4.7. U2OS Reporter Assay
The U2OS reporter assay includes a panel of four U2OS osteosarcoma cell lines, each for one DNA DSB repair mechanism, established originally by Gunn and Stark [
36,
37]. In this assay, U2OS cells were subjected to transfection with an individual, inactive GFP expression cassette, containing a restriction site for the rare-cutting endonuclease ISce-I. Subsequently, DNA DSBs were induced using the ISce-I endonuclease. The transfection with ISce-I was carried out for 6 h using the Effectene Transfection Reagent (Qiagen, Venlo, The Netherlands). To determine transfection efficiency and serve as a toxicity control, some U2OS cells were also co-transfected with pEGFP-N1.

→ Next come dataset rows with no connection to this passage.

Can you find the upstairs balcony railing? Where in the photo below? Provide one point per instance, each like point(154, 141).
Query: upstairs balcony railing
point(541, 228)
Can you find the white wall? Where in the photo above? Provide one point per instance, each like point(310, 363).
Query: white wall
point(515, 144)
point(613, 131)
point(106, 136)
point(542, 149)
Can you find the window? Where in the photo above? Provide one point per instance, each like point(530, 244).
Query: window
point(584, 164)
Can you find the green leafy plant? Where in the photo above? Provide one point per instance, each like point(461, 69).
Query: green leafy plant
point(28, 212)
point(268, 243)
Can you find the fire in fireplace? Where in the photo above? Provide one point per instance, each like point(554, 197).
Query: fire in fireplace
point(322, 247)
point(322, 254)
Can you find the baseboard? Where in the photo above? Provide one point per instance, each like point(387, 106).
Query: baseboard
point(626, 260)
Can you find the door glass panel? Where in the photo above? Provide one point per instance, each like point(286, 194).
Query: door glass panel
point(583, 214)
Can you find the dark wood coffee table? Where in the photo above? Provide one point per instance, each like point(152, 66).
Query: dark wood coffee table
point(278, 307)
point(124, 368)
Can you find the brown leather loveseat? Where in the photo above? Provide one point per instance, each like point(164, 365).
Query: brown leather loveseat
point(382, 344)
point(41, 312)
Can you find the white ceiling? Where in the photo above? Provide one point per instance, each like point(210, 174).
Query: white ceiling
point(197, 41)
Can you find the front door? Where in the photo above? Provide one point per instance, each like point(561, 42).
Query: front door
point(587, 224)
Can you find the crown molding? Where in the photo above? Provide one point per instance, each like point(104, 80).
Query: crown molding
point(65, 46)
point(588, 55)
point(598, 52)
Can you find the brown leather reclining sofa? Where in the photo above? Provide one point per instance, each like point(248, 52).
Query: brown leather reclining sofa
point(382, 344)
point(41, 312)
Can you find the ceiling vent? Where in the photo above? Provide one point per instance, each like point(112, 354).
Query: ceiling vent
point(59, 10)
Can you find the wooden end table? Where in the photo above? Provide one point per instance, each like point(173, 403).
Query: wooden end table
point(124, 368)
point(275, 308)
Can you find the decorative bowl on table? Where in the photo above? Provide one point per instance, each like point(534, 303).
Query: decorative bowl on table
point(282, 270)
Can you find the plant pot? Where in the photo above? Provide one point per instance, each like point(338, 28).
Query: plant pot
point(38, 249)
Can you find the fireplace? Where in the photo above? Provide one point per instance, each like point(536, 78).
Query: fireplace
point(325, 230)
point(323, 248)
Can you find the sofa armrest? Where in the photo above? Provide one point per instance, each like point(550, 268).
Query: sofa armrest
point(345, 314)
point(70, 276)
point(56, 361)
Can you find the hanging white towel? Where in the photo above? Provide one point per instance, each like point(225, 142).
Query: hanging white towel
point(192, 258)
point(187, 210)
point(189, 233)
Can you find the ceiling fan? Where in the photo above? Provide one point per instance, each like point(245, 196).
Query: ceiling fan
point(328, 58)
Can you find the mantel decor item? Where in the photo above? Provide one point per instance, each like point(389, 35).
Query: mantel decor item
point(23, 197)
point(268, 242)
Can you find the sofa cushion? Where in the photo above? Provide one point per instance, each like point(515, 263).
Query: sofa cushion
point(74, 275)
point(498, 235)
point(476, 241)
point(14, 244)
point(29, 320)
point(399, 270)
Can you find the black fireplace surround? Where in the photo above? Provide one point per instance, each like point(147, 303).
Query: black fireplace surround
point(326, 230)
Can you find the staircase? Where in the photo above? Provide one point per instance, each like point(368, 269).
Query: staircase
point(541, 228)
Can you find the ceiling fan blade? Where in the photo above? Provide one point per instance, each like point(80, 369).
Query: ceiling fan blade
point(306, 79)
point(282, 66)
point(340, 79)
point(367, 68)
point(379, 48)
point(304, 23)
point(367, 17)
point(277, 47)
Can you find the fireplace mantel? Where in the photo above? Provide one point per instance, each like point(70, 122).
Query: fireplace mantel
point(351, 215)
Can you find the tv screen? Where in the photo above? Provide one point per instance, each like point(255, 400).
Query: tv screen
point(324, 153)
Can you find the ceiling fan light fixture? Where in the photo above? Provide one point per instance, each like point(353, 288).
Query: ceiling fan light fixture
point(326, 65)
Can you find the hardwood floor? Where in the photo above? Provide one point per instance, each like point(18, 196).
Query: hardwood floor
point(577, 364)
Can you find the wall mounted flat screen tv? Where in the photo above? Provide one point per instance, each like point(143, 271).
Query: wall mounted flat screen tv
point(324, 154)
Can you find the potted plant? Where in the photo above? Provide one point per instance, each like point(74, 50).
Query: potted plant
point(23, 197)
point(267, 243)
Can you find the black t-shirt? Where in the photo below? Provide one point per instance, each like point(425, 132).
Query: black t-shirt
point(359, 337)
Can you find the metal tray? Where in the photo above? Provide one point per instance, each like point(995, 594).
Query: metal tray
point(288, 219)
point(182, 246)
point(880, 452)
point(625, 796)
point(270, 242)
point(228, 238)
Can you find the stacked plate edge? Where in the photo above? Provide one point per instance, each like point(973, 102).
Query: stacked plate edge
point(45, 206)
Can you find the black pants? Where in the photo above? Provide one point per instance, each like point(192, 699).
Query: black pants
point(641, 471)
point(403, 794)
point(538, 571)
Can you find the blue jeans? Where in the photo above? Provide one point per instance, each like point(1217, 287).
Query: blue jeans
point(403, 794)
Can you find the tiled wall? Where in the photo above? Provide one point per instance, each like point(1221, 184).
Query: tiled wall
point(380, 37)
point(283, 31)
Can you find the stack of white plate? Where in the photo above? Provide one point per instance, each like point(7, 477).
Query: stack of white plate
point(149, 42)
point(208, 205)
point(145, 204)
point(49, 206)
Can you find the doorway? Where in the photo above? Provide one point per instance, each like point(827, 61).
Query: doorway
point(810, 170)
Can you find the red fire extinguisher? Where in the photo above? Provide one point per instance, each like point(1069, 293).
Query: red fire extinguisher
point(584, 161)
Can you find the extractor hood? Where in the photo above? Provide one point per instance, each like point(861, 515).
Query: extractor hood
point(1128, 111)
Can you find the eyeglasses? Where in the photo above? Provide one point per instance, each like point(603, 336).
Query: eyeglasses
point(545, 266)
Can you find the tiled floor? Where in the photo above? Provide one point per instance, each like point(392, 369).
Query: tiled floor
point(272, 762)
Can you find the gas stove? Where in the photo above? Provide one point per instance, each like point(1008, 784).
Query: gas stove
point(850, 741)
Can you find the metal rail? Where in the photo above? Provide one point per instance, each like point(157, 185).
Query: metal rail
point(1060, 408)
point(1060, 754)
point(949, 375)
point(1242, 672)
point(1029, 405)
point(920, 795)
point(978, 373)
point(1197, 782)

Following the removal of the transfection cocktail, the cells were exposed to NaAsO
2 for the duration of the experiment. After 72 h post-transfection, the U2OS cells were harvested by trypsinization, and resuspended in PBS, and the number of GFP-positive cells was quantified using flow cytometry (Becton Dickinson LSR Fortessa FACS, Heidelberg, Germany), as described previously [
38]. A total of 50,000 events were collected for analysis.